L’acteur américain Joaquin Phoenix a livré samedi à la Mostra de Venise (Italie) une interprétation remarquée du Joker, le célèbre adversaire de Batman, dont il a endossé le rire à l’issue d’un long travail pour réinventer le personnage.
Joker de Todd Phillips, présenté samedi soir en avant-première mondiale à la Mostra, rampe de lancement pour les Oscars, se focalise sur la figure emblématique de ce méchant. Le film explore ses origines à travers une histoire inédite, qui s’efforce de donner une nouvelle approche au genre du film de super-héros.
Au début des années 1980, à Gotham City, Arthur Fleck est clown dans la rue ou à l’hôpital, rêvant d’une carrière de comédien de stand-up, fasciné par l’émission de télévision d’un célèbre animateur (incarné par Robert De Niro). Vivant seul avec sa mère, Arthur est atteint de troubles psychiatriques qui le font régulièrement éclater d’un rire douloureux qu’il ne peut pas arrêter.
Agressé, se sentant trahi à la suite d’une série de revers, Arthur va peu à peu basculer dans la folie pour devenir le Joker, le dangereux tueur psychopathe que l’on connaît.
«L’envie de faire ce film est née du fait que nous allions aborder ce personnage à notre façon», a expliqué Joaquin Phoenix lors d’une conférence de presse à Venise.
«Donc je ne me suis pas référé à des interprétations précédentes» du Joker, a-t-il ajouté, en référence aux nombreux autres acteurs qui ont joué avant lui ce méchant au sourire inquiétant et au visage peint en blanc, de Jack Nicholson à Heath Ledger.
«C’était notre création d’une certaine façon», a ajouté l’acteur de Walk the Line, récompensé par un prix d’interprétation à Venise en 2012 pour The Master.
«Chaque jour, jusqu’au dernier, nous découvrions de nouveaux aspects de sa personnalité», a-t-il encore dit. «Je pense que je n’ai jamais eu une expérience comme celle-là».
«Quête d’identité»
Impressionnant et inquiétant à souhait dans ce rôle pour lequel il ne s’est pas économisé, l’acteur de 44 ans a dit que son premier défi avait été de perdre du poids pour incarner cet homme maladif au physique anguleux.
«Vous devenez vraiment fou quand vous perdez autant de poids en si peu de temps», a-t-il témoigné.
Il s’est ensuite documenté sur les différents profils d’assassins, avant d’en identifier un puis de s’en éloigner pour «avoir de la liberté». «Je ne voulais pas qu’un psychiatre puisse identifier de quel type de personnalité il s’agissait», a-t-il dit.
L’un des éléments clés pour interpréter ce personnage a aussi été de trouver son célèbre rire.
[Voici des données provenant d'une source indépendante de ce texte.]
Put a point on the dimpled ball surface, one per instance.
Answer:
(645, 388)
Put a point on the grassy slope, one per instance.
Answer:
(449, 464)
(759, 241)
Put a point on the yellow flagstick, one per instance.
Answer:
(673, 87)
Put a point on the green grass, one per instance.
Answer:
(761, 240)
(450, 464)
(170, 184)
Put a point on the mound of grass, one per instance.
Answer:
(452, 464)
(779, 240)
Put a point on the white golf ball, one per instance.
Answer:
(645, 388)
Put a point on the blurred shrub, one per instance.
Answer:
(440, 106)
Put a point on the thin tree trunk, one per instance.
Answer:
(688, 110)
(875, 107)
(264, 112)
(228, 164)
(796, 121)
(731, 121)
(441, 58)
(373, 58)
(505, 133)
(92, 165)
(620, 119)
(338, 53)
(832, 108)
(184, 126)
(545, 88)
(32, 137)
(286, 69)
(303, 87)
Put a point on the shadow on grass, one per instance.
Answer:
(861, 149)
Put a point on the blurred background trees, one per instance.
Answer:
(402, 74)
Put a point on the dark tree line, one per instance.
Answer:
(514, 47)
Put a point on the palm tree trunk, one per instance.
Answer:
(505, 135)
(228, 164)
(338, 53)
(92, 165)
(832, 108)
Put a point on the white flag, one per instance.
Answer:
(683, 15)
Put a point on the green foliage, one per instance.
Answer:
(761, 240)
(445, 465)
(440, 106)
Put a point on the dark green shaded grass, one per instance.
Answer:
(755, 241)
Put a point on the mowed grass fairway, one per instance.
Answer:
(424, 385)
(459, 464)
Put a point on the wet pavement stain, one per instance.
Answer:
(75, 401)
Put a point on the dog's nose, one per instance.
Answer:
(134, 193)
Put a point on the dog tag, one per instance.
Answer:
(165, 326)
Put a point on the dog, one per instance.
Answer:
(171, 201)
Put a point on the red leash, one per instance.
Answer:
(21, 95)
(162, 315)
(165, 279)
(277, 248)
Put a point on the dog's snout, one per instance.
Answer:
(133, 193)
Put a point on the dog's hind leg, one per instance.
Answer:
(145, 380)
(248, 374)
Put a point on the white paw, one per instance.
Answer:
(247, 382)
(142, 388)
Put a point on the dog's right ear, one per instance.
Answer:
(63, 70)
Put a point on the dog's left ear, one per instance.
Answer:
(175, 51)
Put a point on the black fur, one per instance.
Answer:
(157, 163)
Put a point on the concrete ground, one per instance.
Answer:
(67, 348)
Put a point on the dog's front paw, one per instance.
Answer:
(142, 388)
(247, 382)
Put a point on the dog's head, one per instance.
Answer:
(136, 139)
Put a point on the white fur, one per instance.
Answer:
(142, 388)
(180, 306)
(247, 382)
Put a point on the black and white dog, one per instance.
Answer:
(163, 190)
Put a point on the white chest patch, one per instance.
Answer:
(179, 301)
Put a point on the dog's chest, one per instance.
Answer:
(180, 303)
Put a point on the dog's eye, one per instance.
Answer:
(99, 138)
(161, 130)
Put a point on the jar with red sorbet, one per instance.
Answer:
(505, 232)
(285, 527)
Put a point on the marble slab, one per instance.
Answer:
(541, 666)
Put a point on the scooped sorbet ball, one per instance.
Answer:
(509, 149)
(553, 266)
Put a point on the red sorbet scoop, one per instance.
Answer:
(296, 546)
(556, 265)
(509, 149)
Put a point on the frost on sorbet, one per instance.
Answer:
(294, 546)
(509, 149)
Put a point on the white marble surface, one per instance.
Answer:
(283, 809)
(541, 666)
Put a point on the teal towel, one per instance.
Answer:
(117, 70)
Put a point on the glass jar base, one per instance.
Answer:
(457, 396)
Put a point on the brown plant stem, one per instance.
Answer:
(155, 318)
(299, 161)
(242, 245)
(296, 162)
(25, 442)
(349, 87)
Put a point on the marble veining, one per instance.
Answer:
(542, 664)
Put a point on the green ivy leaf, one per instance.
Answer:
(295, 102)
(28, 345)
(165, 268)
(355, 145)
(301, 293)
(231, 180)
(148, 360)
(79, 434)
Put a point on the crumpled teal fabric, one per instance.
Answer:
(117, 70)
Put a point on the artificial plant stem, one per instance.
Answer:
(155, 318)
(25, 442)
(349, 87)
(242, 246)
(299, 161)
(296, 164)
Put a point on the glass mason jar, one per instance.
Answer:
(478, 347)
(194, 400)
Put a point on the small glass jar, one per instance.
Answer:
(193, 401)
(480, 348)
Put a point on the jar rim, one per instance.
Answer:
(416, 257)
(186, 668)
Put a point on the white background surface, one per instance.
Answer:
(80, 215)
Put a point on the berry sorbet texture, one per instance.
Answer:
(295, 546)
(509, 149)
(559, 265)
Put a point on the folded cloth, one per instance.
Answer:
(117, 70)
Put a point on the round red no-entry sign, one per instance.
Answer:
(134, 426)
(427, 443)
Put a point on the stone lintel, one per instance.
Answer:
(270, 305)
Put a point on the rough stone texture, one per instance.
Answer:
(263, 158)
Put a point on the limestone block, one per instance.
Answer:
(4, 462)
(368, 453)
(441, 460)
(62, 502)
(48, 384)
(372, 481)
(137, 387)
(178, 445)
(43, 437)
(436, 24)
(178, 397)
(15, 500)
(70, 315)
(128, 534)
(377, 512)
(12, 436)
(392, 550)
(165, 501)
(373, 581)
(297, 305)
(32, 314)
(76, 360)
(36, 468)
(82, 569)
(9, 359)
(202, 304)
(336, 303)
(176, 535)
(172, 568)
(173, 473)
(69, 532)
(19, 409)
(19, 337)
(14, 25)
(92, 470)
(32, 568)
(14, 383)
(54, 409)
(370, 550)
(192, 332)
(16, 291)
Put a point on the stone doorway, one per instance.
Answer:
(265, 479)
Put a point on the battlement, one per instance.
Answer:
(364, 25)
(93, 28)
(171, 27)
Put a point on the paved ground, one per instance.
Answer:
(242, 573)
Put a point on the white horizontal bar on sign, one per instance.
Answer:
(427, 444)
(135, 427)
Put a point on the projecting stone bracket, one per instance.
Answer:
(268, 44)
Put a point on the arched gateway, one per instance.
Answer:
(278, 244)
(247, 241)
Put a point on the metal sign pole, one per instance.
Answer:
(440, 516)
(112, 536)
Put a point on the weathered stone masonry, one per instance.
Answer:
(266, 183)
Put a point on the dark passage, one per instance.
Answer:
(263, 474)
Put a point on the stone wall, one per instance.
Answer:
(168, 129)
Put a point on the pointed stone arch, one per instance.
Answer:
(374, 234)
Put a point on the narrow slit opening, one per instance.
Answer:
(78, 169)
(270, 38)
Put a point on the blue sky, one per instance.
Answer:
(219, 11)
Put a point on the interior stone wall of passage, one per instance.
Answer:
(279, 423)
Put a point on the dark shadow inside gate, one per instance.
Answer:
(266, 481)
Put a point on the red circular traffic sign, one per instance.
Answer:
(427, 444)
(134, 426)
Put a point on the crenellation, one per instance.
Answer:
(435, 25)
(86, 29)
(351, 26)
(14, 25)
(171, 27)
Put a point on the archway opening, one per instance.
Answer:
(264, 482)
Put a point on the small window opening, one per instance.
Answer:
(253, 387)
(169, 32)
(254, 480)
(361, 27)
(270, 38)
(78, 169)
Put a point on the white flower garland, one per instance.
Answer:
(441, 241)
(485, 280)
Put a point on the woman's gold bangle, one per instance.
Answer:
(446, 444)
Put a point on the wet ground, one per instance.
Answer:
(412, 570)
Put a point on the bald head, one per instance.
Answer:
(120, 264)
Todd Phillips «m’a décrit le rire comme quelque chose de presque douloureux», a-t-il raconté.
«Cela m’a pris longtemps, je ne voulais pas le fabriquer, je voulais le trouver», a-t-il ajouté, expliquant avoir demandé au réalisateur de venir pour «auditionner son rire».
Cet acteur exigeant, qui excelle dans les rôles troubles, s’est dit intéressé dans ce personnage «pas seulement par son tourment, mais par sa quête pour trouver le bonheur, le contact humain, la chaleur et l’amour», avant qu’il ne bascule.
Le réalisateur Todd Phillips, davantage connu pour ses comédies, notamment la trilogie à succès Very Bad Trip, a souligné de son côté que ce personnage était avant tout au départ un homme «en quête d’identité».
«Il ne voulait pas mettre le monde à feu et à sang», a ajouté le réalisateur, qui dit avoir été influencé pour ce film par le cinéma de Martin Scorsese, mais aussi par L’Homme qui rit de Paul Leni (1928), dont le personnage est à l’origine de la création du Joker en 1940.
Le but d’Arthur Fleck, «c’était vraiment de faire rire les gens. Il pensait qu’il était sur Terre pour faire rire, pour apporter de la joie dans le monde. Puis… il a pris quelques mauvaises décisions», a-t-il ajouté.
Pour Todd Phillips, Joker parle «beaucoup du manque d’empathie dans le monde». «C’est un des grands thèmes du film, c’est sûr», a-t-il ajouté.